Topic Modeling CFPB Credit Card Complaints with Python

The Consumer Financial Protection Bureau (CFPB) is an independent agency of the United States government responsible for protecting consumers in the financial sector. It aims to make sure consumers are treated fairly by banks, lenders, and other financial institutions. CFPB collects and publishes a wide range of consumer financial data, which is available on its website for anyone to use, analyze, and build on. This includes consumer complaints about financial products and services such as credit cards. In this post, I use CFPB’s Consumer Complaint Database to explore public credit card complaint narratives with Python.

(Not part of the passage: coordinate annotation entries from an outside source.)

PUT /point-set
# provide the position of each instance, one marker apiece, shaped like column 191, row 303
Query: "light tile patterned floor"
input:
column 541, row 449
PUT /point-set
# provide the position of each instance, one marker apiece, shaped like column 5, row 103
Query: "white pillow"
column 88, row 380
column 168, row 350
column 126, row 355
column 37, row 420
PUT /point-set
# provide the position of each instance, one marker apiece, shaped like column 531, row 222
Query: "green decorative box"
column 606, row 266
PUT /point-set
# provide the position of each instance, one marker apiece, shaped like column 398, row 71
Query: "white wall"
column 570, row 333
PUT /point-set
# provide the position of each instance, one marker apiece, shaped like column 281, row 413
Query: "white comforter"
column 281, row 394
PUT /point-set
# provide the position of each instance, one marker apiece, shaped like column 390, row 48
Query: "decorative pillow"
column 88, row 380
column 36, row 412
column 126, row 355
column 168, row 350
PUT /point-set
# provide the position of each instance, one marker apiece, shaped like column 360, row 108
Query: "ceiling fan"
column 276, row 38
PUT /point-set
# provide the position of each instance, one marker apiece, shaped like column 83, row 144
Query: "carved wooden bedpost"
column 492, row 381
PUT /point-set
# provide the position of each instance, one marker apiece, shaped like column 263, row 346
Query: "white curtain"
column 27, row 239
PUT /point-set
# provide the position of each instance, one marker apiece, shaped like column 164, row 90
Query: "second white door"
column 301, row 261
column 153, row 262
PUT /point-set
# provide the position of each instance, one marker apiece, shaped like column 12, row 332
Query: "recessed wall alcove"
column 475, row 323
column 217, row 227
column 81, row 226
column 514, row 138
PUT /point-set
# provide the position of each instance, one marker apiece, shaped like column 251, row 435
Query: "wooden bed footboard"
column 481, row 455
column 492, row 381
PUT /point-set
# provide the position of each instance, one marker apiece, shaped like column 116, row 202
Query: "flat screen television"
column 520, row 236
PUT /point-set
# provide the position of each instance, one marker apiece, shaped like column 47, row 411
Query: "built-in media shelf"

Imagine you’re a competitive intelligence analyst for a credit card issuer trying to make sense of the external landscape. A stakeholder wants to know what consumers are complaining about in the credit card market. That doesn’t necessarily mean they are looking for a full measure of customer experience across the market. Rather, they may be trying to identify publicly visible pain points that seem common enough to warrant closer attention. Which issues might signal competitor weakness? Which ones reflect persistent customer friction? Which ones might point to emerging risk or unmet needs that could turn into market opportunity?

This is where a public complaint source like CFPB can be useful. It doesn’t replace internal customer data, nor does it represent the full market. However, it does provide a standardized stream of public complaint narratives that can be used as an external signal. For a competitive intelligence use case, it can serve as a reasonable place to start.

The problem is that the original question is too vague to analyze directly. Which complaints count? What time period matters? What kind of answer would actually be useful? And what can a public complaint source reasonably support?

In my last post, I introduced a six-step framework on how to turn a vague business question into an analysis plan. Instead of jumping straight into the data, I will start there and use the framework to narrow the question into something specific enough to analyze.

Applying the framework

1. Capture the question as given

The original question is simple:

What are consumers complaining about in the credit card market?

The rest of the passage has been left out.